What company is the US keeping in the business of international environmental treaties?

The coverage of the Paris Agreement in light of Trump’s withdrawal decision has been quite remarkable.  It seems as if the world just got a crash-course on the treaty.  Every news article is now able to point out that the Agreement is essentially non-binding, that nothing will change for at least three years (since the Agreement does not allow withdrawal during the first three years), and that there are just a couple of countries that have not signed the Agreement, etc. etc. (Nicaragua and Syria, see explanation by Washington Post.)

There are only a few environmental treaties where membership is truly universal, such as the Montreal Protocol on Ozone Depleting Substances and the underlying Vienna Convention on the Protection of the Ozone Layer, as well as the UN Framework Convention on Climate Change (the underlying framework treaty for the Paris Agreement), all of which have 197 member countries.  That includes the 193 UN countries, plus the European Union, the Holy See/Vatican, and a couple of other small non-UN member states.

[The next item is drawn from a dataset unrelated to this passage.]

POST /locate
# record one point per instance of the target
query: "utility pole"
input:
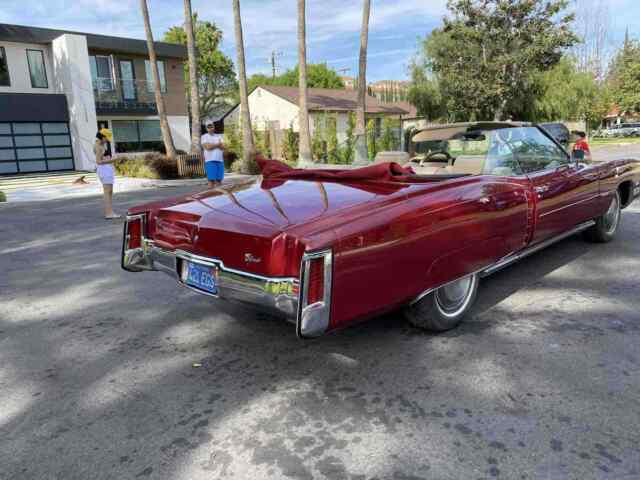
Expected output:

But there are also a number of other international environmental treaties where the US part of a small group of countries that are not members.  For example, the Basel Convention on the Transboundary Movement of Hazardous Wastes has 185 member countries.  But apart from the U.S., the only other states that are not members are small island nations or poor developing countries –  Angola, Fiji, Grenada, Haiti, San Marino, Sierra Leone, Solomon Islands, South Sudan, Timor-Leste, Tuvalu, and Vanuatu.

However, the US is in an even more lonely place with the 1992 Convention on Biological Diversity (CBD).  That treaty is the other important environmental treaty from the 1992 Rio Earth Summit (the first one being the UN Framework Convention on Climate Change).  The CBD has 196 member states (including the EU and other small non-UN countries).  The Holy See is not a member – of course, that seems to make sense since it has little territory and thus little in natural area to control.  The more notable exception however is . . . the U.S.